Magnetic-free terahertz nonreciprocity via temporal dissipative barriers

TL;DR

This paper introduces a magnetic-free method for achieving terahertz nonreciprocity using a temporal dissipative barrier, enabling miniaturized, integrated, and broadband nonreciprocal devices with high isolation efficiency.

Contribution

It proposes a novel approach utilizing transient loss variation for THz nonreciprocity, avoiding magnetic materials and enabling compact device design.

Findings

Achieved over 20 dB isolation in experiments across 0.4 THz bandwidth.

Theoretical peak isolation exceeds 60 dB, with experimental over 30 dB at 0.7 THz.
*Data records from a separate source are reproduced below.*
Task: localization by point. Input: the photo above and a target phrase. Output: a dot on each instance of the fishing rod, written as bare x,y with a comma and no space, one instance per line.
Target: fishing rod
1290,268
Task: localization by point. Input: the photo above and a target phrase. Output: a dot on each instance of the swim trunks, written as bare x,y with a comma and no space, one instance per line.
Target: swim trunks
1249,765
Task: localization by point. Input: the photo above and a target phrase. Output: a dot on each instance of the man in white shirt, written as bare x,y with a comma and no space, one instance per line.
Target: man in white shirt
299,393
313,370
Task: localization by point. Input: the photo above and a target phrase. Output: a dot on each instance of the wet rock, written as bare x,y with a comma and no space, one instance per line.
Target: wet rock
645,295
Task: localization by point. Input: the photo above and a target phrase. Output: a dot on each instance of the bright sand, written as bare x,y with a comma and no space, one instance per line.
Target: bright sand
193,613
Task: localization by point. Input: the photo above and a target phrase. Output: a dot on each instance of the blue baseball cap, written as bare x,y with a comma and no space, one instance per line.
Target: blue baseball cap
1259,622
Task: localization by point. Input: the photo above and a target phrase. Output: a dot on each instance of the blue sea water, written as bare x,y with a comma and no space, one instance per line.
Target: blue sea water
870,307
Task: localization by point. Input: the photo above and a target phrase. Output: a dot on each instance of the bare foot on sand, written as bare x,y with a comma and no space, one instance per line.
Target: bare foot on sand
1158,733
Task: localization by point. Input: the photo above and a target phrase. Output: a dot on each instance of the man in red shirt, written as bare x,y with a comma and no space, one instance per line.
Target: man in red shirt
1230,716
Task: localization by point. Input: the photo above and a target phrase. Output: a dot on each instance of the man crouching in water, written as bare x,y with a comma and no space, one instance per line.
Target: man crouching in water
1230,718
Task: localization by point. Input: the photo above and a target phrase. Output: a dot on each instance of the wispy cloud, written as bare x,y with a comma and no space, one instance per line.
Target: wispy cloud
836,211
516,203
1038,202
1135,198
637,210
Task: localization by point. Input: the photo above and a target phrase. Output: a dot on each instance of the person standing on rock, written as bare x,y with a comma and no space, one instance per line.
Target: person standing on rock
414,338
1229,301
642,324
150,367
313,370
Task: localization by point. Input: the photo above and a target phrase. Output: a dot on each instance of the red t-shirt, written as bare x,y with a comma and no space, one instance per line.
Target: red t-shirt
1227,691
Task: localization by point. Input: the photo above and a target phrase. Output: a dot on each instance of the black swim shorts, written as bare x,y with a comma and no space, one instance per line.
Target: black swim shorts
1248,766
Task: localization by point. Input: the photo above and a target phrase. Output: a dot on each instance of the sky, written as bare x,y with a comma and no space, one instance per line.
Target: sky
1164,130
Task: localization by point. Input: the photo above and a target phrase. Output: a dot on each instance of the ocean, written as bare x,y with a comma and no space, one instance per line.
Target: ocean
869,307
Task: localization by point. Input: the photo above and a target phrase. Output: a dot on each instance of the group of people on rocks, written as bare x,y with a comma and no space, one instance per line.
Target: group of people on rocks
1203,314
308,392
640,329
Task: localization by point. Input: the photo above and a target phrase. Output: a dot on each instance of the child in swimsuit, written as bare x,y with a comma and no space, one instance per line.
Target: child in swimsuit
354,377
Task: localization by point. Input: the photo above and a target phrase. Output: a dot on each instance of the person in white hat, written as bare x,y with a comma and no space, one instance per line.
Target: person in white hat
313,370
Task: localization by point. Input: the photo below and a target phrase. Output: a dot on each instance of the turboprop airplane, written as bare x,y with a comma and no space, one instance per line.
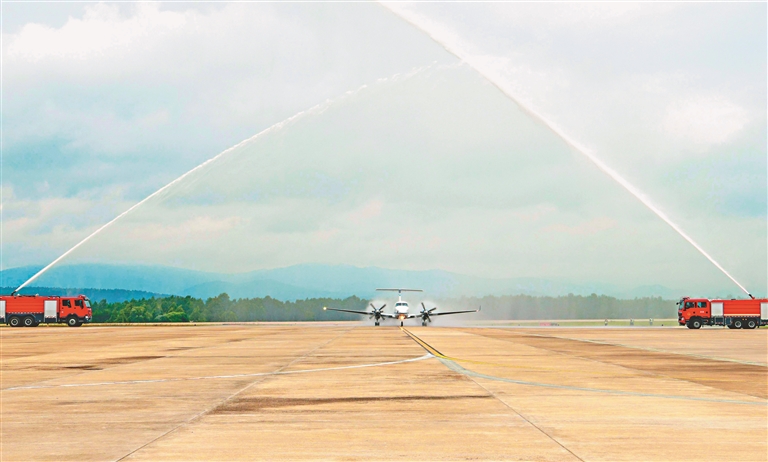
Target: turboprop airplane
401,310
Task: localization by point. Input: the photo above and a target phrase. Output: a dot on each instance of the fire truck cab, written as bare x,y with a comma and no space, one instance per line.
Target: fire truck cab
734,314
32,310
Demonstrated potential for miniaturized, integrated THz nonreciprocal devices.

Abstract

Terahertz (THz) nonreciprocal devices are essential for advancing future fundamental science, wireless communications, imaging, and sensing. Current THz nonreciprocal devices mostly rely on magnetic materials, which, however, suffer from large volume, operation under an external magnetic field, and low-temperature environment, rendering them poorly compatible with miniaturized developments. Here,we propose an unconventional method for achieving THz nonreciprocity free from magnetic materials. The scheme relies on a temporal dissipative barrier, a transient loss variation generated by photoexcited carriers, and the nonreciprocity arises from the distinct coupling behavior for different polarizations with the barrier. The isolation efficiency correlates with the temporal barrier width, resonant mode detuning, and the working frequency, and has been significantly enhanced by introducing a dark mode. We experimentally confirm our method in a THz optically active metasurface with wave-flow isolation exceeding 20 dB across a bandwidth greater than 0.4 THz. Theoretical predictions indicate peak isolation surpassing 60 dB, with experimental results achieving over 30 dB at 0.7 THz. Our approach unlocks the potential of miniaturized, integrated, magnetic-free THz nonreciprocal devices for various applications.